No painting looks it’s part in the first few hours. Not on my canvases at least. It comes together a bit at a time.

It doesn’t matter, because I know where I’m taking it.

On the other hand, heading to a canvas and just starting to apply paint with no clear objective is neither my style nor desire.

Over the past few years I’ve put considerable thought into this nagging question, “What exactly  sets my work apart?” And my answer to myself has been muddled. Yes, it has a certain look. My voice has a certain sound also but that doesn’t make me an orator. Visually, JC Leyendecker sets a great example for unique appearance in his work. Literally, no one painted like he did. His was a totally unique look. This could be said for Alphonse Mucha and Escher as well. I don’t believe any of them sought that out. It’s just their visual accent. The voice of Burl Yves was a combination of his pipes and personality. I can’t imagine that he could have not sounded like he did.

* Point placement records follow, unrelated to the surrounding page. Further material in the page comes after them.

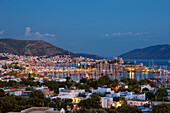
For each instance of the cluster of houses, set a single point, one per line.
(132, 98)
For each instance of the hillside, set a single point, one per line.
(152, 52)
(30, 48)
(89, 56)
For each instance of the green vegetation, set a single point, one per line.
(92, 102)
(162, 108)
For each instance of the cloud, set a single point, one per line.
(29, 34)
(2, 32)
(119, 34)
(49, 35)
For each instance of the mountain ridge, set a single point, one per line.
(151, 52)
(36, 48)
(30, 48)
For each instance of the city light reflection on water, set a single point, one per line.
(131, 75)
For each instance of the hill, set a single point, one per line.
(89, 56)
(30, 48)
(152, 52)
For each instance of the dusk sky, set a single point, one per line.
(102, 27)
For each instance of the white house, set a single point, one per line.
(147, 86)
(106, 102)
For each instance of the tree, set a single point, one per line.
(2, 93)
(150, 96)
(128, 109)
(162, 108)
(145, 90)
(104, 80)
(63, 103)
(68, 79)
(83, 80)
(37, 94)
(92, 102)
(115, 82)
(161, 94)
(28, 88)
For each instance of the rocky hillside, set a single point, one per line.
(152, 52)
(30, 48)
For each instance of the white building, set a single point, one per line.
(106, 102)
(147, 86)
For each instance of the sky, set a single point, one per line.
(101, 27)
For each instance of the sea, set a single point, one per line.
(157, 63)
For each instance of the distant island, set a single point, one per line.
(36, 48)
(152, 52)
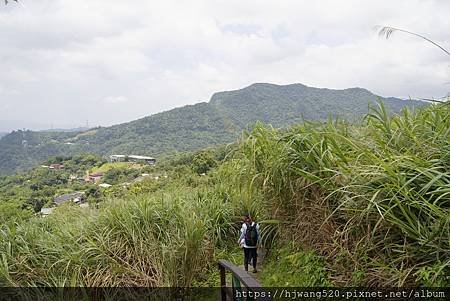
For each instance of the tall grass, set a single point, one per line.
(376, 194)
(163, 239)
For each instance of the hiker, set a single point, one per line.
(249, 240)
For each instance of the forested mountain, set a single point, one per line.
(196, 126)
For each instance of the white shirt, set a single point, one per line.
(241, 240)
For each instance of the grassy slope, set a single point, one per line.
(359, 205)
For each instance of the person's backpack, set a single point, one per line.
(251, 236)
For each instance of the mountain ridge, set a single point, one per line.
(196, 126)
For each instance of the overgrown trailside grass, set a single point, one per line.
(379, 193)
(288, 267)
(161, 239)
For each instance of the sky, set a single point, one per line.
(67, 63)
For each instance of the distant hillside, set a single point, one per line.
(195, 126)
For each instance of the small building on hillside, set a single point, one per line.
(76, 197)
(133, 158)
(94, 177)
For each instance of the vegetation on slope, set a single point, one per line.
(357, 204)
(194, 127)
(373, 199)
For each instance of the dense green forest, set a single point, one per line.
(194, 127)
(339, 204)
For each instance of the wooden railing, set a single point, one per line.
(243, 286)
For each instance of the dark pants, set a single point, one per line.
(249, 254)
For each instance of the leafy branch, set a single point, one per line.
(387, 31)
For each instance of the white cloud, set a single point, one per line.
(114, 99)
(62, 55)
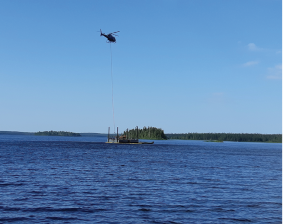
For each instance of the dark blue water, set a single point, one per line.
(84, 180)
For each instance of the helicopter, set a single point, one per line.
(110, 37)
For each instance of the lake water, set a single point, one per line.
(84, 180)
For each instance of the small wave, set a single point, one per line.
(236, 220)
(15, 219)
(62, 218)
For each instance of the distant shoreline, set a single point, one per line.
(211, 137)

To answer the question was not easy. Fake style is just that. So I didn’t attempt to hand craft anything outside my native methodologies in expression.

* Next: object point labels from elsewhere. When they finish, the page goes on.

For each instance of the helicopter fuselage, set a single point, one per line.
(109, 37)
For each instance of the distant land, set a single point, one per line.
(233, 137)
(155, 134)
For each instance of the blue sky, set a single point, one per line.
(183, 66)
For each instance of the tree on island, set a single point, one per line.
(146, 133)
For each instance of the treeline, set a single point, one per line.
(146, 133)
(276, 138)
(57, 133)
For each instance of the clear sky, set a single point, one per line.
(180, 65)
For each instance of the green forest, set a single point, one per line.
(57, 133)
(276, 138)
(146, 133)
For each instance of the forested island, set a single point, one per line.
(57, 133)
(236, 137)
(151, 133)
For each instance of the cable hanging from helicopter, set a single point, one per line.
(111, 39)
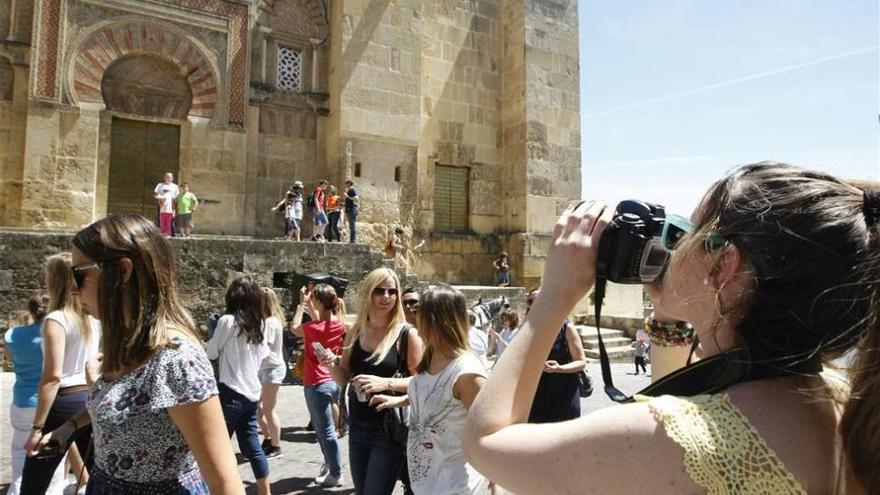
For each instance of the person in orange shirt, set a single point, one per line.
(334, 214)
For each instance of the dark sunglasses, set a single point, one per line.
(79, 273)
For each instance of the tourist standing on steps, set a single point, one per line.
(370, 358)
(319, 211)
(158, 423)
(334, 212)
(778, 271)
(448, 379)
(187, 204)
(71, 338)
(24, 349)
(502, 264)
(167, 186)
(557, 398)
(240, 344)
(352, 208)
(272, 373)
(322, 335)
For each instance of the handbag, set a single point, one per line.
(395, 423)
(585, 384)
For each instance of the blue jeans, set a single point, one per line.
(351, 216)
(374, 461)
(241, 418)
(319, 399)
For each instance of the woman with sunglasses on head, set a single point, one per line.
(71, 338)
(778, 275)
(322, 334)
(23, 347)
(371, 356)
(240, 343)
(158, 424)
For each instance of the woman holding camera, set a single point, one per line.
(321, 335)
(780, 265)
(158, 424)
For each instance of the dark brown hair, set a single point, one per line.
(38, 306)
(443, 323)
(816, 262)
(150, 292)
(244, 301)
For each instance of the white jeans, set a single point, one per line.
(22, 419)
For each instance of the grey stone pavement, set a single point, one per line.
(294, 472)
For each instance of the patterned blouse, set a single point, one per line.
(135, 438)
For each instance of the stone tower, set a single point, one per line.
(457, 119)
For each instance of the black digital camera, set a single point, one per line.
(630, 251)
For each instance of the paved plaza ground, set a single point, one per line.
(294, 472)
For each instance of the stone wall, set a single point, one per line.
(205, 266)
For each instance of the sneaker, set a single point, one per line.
(272, 452)
(322, 475)
(331, 480)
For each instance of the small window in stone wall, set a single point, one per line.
(289, 69)
(451, 198)
(7, 80)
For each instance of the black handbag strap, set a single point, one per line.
(403, 350)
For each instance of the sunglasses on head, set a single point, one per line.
(676, 227)
(79, 273)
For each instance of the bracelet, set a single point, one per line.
(675, 334)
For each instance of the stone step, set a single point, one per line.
(616, 354)
(588, 332)
(609, 342)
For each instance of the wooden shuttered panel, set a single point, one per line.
(451, 188)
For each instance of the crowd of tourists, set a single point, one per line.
(777, 272)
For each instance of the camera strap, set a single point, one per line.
(706, 376)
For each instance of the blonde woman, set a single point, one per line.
(272, 373)
(449, 378)
(157, 419)
(70, 339)
(371, 355)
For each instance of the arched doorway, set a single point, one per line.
(142, 151)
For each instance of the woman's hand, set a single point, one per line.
(382, 402)
(552, 366)
(570, 270)
(371, 384)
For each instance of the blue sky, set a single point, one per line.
(675, 93)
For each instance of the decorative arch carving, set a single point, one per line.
(110, 43)
(306, 18)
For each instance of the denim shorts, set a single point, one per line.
(321, 218)
(274, 375)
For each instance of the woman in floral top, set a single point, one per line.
(158, 426)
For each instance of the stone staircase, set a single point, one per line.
(617, 344)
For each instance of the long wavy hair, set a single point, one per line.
(814, 249)
(59, 280)
(244, 301)
(442, 321)
(150, 293)
(365, 297)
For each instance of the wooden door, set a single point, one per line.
(140, 155)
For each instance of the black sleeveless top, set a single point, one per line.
(362, 412)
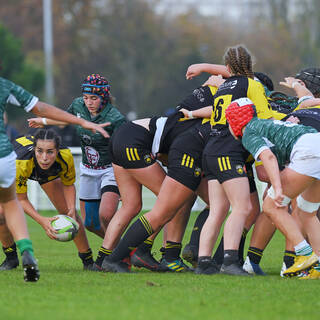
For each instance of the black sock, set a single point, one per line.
(218, 256)
(86, 257)
(255, 254)
(201, 219)
(288, 258)
(230, 257)
(241, 246)
(103, 252)
(172, 251)
(145, 246)
(137, 233)
(11, 252)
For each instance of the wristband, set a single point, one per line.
(190, 116)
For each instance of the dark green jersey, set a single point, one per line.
(95, 148)
(261, 134)
(12, 94)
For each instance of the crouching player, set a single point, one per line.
(297, 147)
(41, 158)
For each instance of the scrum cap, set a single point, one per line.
(239, 113)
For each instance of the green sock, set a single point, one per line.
(25, 245)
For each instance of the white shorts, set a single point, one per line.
(92, 181)
(305, 155)
(8, 170)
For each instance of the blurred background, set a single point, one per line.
(143, 47)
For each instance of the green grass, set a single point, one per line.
(64, 291)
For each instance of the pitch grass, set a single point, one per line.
(64, 291)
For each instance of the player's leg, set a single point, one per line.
(8, 245)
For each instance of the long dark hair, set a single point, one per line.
(47, 134)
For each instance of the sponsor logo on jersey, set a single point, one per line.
(147, 159)
(92, 155)
(86, 139)
(197, 172)
(239, 169)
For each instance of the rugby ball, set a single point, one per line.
(66, 227)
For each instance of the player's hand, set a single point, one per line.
(214, 81)
(185, 112)
(46, 225)
(193, 71)
(289, 81)
(35, 123)
(293, 119)
(278, 198)
(96, 127)
(72, 213)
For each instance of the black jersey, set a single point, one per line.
(308, 117)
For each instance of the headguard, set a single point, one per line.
(239, 113)
(311, 78)
(97, 85)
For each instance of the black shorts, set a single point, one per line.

Then there was another issue. The three things I gravitate toward in subject matter have different audiences and some don’t seem to have much going for them commercially.

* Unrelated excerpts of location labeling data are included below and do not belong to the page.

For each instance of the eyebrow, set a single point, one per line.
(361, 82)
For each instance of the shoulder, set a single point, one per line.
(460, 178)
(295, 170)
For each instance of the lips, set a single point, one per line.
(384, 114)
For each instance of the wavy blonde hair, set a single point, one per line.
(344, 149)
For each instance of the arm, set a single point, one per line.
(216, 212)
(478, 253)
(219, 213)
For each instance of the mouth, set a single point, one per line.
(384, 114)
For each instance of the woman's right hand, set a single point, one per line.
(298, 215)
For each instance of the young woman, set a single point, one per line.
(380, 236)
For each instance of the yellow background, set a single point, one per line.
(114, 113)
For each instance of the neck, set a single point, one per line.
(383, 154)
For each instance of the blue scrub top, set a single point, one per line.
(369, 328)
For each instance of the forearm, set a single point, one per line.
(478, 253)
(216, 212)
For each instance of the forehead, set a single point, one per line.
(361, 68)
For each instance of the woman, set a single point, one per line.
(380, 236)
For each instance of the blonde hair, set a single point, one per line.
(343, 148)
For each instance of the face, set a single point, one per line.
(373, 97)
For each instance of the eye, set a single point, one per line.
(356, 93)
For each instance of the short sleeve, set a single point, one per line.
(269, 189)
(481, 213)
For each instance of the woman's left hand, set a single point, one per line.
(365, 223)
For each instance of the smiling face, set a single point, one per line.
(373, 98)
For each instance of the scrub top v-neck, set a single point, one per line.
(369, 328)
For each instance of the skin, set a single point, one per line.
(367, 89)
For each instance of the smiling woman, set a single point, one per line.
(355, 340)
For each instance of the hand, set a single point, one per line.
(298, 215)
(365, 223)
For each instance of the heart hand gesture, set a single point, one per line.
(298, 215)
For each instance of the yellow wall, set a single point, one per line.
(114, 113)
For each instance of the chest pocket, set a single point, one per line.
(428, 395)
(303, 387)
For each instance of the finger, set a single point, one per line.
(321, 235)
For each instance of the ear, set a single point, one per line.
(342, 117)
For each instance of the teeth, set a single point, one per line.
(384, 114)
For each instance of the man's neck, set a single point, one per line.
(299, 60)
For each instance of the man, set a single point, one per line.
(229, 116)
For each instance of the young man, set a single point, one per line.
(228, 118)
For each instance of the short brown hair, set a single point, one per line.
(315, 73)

First, people. I enjoy depicting female subjects. People like them, but not enough to part with money to get them. The genre has been delegitimized by abuse at the hands of lust peddlers. In their hearts, I suspect that the way I see the fairer gender is the way most people want them seen and understood. That’s not a self aggrandizing comment. I really believe it. And I believe other artists have done well in this arena and navigate it’s realm without corruption. Élisabeth Louise Vigée Le Brun got it. She painted in France a couple hundred years ago. I can’t name a current example but I’m certain I will find someone given time. Not everyone buys into the idea that to excuse the presentation of soul moving attractiveness it must be coupled with some sort of thematic excuse. Certainly not everyone accepts that the sum of a person  in art is their affect on your senses.

So I have the attitude I like about female subjects. Others have their own. I create from my way of thinking, not from the views of others.

I have been advised by many that there isn’t any money in this. “People don’t buy decent art of decent girls doing decent things” seems to be the message.  If I cared or bought into this, I’d believe that painting them is only fit for hobby art after all the serious stuff is done. I don’t believe it, despite that it is statistically accurate. The problem with statistics is that they’re only meaningful in trends. This is a world where specifics matter. If it were not so, then a Yugo and a BMW, both being cars, would be on equal ground. Yugo’s don’t retain their resale value for good reason. BMW cars have a certain positive aura also for good reason: they’re better cars. Better in all the specifics. Better fit and finish. Better engineering. Better durability. Better support network. Just all around better.

Speaking of cars, “better” can be subjective. The Lotus Europa can be had relatively cheaply. it’s a unique vehicle in many respects. If you were to add up all the plusses and minuses of a generic automobile wish list, scoring each item the same, it would fail miserably against most other cars. Why? It’s a niche vehicle. Those who value the attributes it personifies give greater weight to it’s peculiar assets than to its glaring ‘short comings’. So you factor in the desires and needs of the owner and how the car answers those and the formula for what is better or worse changes for that person.

 

Given that this truth applies to art also, I don’t have to give up this beloved genre. I will continue to draw and paint  female subjects.

Next, I paint landscapes. They’re a special sort of fun. As much as I love them, I rarely ever do them. Very strange, because they excite me and are beautiful. I just don’t get around to painting them all that often.

Finally, machines. Particularly cars. I love to draw and paint them and they occupy more than their share of my time. No one has ever asked me to paint their car or boat or plane or else I’d have really emerged for what I am with this genre. So I’ve limited it to what cars excite me and even then I haven’t done much.

So here I stand, making no money, an artist full of promise and with sufficient ability to do acceptable work. I don’t show in galleries. I don’t publish, outside of the calendars, and I don’t have a name anyone recognizes. I haven’t, in my opinion, even had a distinctive look in my works.

How to stand out in the field of other creatives? That has been the question for many years.

Recently I was conversing with my friend and something he said triggered an image in my mind. Interesting. I took note. He also made a suggestion.

Today I realized what I must do and the mist of uneasy lack of certainty cleared away in an instant.

This has been a long time coming. It allows and even demands that the big three preferences in subjects be utilized in all their glory and then some.

And I’ll say this in advance, the end result will encompass a scope of activities that no one who knows me would have had a prayer of predicting. All good. All positive. No one would have seen it coming. It will also explain some prep that I’ve done that otherwise would have seemed pointless.

It’s a relief and I am energized! I was, as I suspected, on the right track. Now it’s time to get to work. This feels like those trips to the beach when I was a kid. My parents would head that way and drive for an hour or more through forest land and farms and then we could feel it in the air and finally we would see the vast expanse of ocean horizon through the trees and then we’d know it wasn’t long until we had sand between our toes and the immersive rush of ocean sounds before us as we stand face to face with the surf.

Now if you are thinking, “but what is it? what?” I will suggest that you will be happier to see for yourself.

The point of this post is to exclaim that at last I have a very good idea where I fit and what I must do.

One of the immutable laws of inspiration with regard to specific canvases has proven impossible to ignore or circumvent. In deference to that reality, how about I get to work and make this happen!